Some Intellectual History for ... An Unanswered Question on the ...

Eric Falkenstein summarizes many books on the financial crisis, concluding

For me, the best explanation comes from two parts. Stan Liebowitz's account on how we slowly eroded mortgage standards with the best intentions, led by academia, regulators, legislators, and investment banks. And then the accelerator mechanism outlined by Gary Gorton. Neither are books.

I agree that it is useful to think of what happened in the housing market and what happened among financial institutions. However, I think that Gorton's "modern bank run" theory makes it seem as though the banks were fundamentally sound--just caught short of liquidity. I suspect that view is a bit self-serving on Gorton's part (he helped get AIG into credit default swaps).

In the housing market, the positive feedback loop between increasing house prices and lower lending standards seems pretty important.

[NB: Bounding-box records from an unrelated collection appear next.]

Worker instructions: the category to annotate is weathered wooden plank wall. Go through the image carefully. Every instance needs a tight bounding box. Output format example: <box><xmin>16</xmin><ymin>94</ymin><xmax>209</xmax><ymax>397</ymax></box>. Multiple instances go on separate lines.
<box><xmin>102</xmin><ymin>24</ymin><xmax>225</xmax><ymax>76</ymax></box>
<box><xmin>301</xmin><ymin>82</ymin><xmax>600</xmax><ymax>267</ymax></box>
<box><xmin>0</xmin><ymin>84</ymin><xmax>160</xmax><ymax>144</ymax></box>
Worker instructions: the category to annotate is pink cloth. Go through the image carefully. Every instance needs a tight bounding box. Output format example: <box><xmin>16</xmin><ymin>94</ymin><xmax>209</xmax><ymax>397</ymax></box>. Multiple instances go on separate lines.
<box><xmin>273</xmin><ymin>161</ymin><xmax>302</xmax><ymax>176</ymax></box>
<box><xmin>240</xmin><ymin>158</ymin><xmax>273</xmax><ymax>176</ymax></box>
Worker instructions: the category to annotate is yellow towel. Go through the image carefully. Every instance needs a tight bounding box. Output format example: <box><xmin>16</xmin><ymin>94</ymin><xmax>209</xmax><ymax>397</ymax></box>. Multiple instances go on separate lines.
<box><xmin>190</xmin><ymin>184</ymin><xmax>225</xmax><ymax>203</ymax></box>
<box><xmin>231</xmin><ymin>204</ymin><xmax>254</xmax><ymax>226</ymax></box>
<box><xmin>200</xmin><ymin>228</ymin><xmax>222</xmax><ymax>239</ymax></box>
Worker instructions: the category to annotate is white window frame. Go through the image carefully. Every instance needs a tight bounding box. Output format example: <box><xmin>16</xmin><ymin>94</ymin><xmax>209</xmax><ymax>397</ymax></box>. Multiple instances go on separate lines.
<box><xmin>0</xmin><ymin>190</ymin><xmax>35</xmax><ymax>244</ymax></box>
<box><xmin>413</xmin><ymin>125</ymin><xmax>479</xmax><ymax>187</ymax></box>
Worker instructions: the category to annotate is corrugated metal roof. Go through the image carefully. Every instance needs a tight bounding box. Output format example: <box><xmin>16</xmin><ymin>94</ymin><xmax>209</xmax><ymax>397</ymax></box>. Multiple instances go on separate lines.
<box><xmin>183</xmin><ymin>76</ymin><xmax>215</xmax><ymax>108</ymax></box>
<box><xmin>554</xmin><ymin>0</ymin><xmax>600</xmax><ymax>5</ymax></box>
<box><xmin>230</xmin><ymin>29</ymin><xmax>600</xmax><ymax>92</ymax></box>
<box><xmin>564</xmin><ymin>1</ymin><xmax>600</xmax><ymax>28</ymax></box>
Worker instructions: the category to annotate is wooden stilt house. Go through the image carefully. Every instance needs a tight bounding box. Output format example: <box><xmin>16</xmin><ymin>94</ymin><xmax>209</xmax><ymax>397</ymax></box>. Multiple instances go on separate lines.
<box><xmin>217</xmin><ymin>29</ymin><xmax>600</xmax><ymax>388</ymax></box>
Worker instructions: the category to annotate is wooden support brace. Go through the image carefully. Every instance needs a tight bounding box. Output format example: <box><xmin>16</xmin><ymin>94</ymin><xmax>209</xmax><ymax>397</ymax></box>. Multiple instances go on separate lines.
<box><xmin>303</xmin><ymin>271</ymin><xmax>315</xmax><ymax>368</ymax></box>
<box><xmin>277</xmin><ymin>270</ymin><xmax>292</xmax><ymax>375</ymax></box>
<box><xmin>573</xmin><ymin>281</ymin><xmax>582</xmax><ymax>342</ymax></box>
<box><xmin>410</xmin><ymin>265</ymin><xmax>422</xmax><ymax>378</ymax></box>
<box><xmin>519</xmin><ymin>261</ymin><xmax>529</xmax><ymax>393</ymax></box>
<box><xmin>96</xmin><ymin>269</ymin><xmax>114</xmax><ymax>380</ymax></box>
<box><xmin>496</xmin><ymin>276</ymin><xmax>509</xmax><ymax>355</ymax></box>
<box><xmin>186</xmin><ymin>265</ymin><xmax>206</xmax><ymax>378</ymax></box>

It would be interesting to know whether other countries with housing bubbles also saw lower lending standards.

With financial institutions, I stress the use of regulatory capital arbitrage that allowed financial institutions to load up on risk. I think that their losses genuinely exceeded their capital. It was not just a liquidity panic.

Of course, the popular narrative is that it was greed coupled with the ideology of deregulation. My view is that regulators aided and abetted the crisis. They winked at lower lending standards because of the political popularity of broadening home ownership. They winked at regulatory capital arbitrage because they could not envision anything going terribly wrong.

COMMENTS (1 to date)
TA writes:

Falkenstein's rendition of Gorton is incoherent in places.

As to Gorton, clearly there was a run by repo lenders, but if you pore through the Fed's funds flow reports, it isn't obvious that it was all that big a problem in the larger scheme of things. Commercial banks don't fund themselves through repos all that much. Broker dealers do, but seem to have responded by squeezing down securities borrowing and associated need for cash collateral. Maybe it was a problem for Merrill, Bear and Lehman, but I'm still skeptical that their problems were such a disaster for the system as a whole.

The problem I have with Gorton's paper -- he has kind of a structural argument, but doesn't tie it to funds flow volumes, balance sheets, etc., so you really can't tell what it amounts to.